Republican legislators across the country have taken aggressive action to restrict access to the ballot box this year, as Trump has continued to spread the “big lie” that there was widespread fraud in the presidential election. According to the Brennan Center for Justice, at least 389 bills with restrictive voting provisions have been introduced in 48 states this year, and 22 of those bills have already been enacted.

The Republican bills take particular aim at mail-in voting, after Joe Biden’s supporters used the voting method at disproportionately high rates in the 2020 election. However, it is unclear whether restricting mail-in voting will aid Republicans in future elections.

A recent study conducted by a team at the Public Policy Institute of California found that, while making mail-in voting easier did increase overall turnout, it did not necessarily result in better electoral outcomes for Democrats. In fact, many models indicated that easy access to mail-in voting resulted in slightly better outcomes for Republican candidates.

Voters line up at Riverside high school for Wisconsin’s primary election in Milwaukee last year.
Voters line up at Riverside high school for Wisconsin’s primary election in Milwaukee last year. Photograph: Morry Gash/AP

This may be in part because older voters, who lean Republican, are more likely to vote by mail. According to census data, nearly 54% of Americans aged 65 or older cast their ballots by mail last year.

“This can impact people regardless of their political affiliation,” said Kathleen Unger, founder of the group VoteRiders, which helps people navigate voter ID laws. “There are many people, including obviously Republicans, especially seniors and older voters, who are accustomed to voting by mail. Making it more difficult to vote by mail creates a very real barrier for all these people.”

The new voting restrictions may also deter lower-turnout constituencies who have been drifting more toward the Republican party in recent years. Studies have indicated that more highly educated Americans are more likely to report having participated in elections, and those voters have recently been moving toward the Democratic party. One analysis from the progressive firm Catalist found that white voters without college degrees made up 58% of Trump’s 2020 voters.

“There’s been an increasing educational divide between the two parties. And it is the case that less-educated voters are less likely to vote, and it is harder for them to vote in a wide variety of ways,” said Robert Griffin, research director of the Democracy Fund Voter Study Group. “Throwing up additional barriers to voting is not always the best idea if your coalition is increasingly reliant on lower-propensity voters.”
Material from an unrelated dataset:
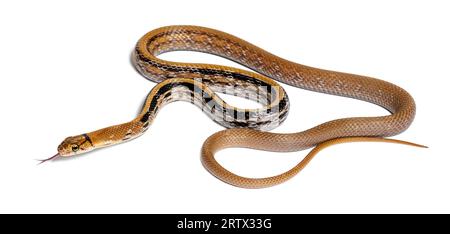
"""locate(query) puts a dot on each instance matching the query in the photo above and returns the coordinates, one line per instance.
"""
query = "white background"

Republican legislators are clearly counting on the idea that these voting restrictions will affect Democratic voters more than their own supporters. Indeed, voting rights groups say many of the provisions in the new laws specifically target Black voters, 90% of whom supported Biden in November.
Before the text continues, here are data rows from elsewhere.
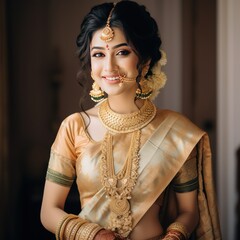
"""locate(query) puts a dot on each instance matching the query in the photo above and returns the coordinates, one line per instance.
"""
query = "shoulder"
(73, 123)
(179, 122)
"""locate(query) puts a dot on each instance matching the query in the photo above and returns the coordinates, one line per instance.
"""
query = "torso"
(149, 226)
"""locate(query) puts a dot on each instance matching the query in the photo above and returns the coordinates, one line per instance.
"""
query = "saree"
(162, 156)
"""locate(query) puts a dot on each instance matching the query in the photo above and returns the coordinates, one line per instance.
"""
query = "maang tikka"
(108, 33)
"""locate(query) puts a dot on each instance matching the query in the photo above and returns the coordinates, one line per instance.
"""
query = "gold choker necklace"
(125, 123)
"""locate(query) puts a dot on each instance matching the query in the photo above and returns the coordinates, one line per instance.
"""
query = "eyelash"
(121, 53)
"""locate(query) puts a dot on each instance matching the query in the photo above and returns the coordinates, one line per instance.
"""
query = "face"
(112, 60)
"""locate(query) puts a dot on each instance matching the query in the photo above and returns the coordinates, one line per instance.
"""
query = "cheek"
(95, 66)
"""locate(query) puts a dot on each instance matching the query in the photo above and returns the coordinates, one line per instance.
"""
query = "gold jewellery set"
(118, 186)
For example, one provision in Georgia’s controversial voting law requires anyone requesting an absentee ballot to have a state-issued driver’s license or ID on file. If the voter does not have a Georgia-issued ID, they must send a photocopy of an alternative proof of identification to the state to obtain an absentee ballot.
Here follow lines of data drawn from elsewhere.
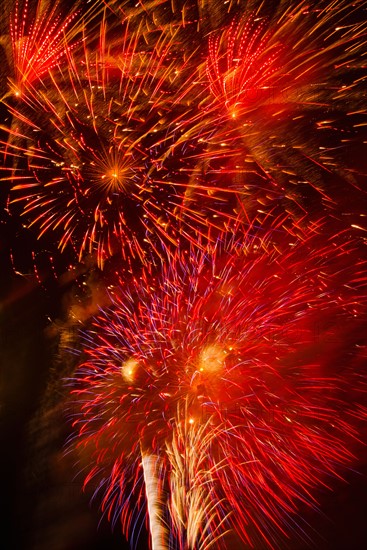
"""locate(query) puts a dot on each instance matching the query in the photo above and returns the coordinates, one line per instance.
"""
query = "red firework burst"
(274, 77)
(226, 387)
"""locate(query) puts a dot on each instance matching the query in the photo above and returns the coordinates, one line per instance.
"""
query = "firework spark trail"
(272, 76)
(92, 148)
(40, 36)
(248, 343)
(151, 480)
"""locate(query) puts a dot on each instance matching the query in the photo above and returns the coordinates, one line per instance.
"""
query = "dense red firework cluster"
(241, 344)
(206, 147)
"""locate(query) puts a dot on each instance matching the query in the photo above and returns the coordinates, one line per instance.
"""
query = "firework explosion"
(196, 146)
(126, 135)
(226, 371)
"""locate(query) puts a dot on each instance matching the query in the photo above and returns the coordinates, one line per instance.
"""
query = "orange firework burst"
(224, 378)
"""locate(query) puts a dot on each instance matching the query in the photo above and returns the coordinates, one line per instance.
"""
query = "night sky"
(45, 507)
Existing voting records indicate this requirement would have an outsized influence on Black voters, who are less likely to have a state-issued ID. However, Unger noted the provision could also negatively impact older voters who may not have a valid driver’s license because they no longer drive. And in a state like Georgia, which Biden won by about 12,000 votes out of nearly 5m ballots cast, every lost voter matters.

Christina Harvey, managing director of the grassroots voting rights group Stand Up America, argued that Republicans were “surgically targeting these laws to have the biggest impact on Black and brown voters”, but she acknowledged they would have an impact on all voters.

“The point is everyone should have equal access to the ballot no matter what they look like, where they live or how they prefer to vote,” Harvey said. “Policies that are targeted at disenfranchising Black and brown voters or even Democratic voters may impact those people disproportionately, but they also eat away at everyone’s freedom to vote.”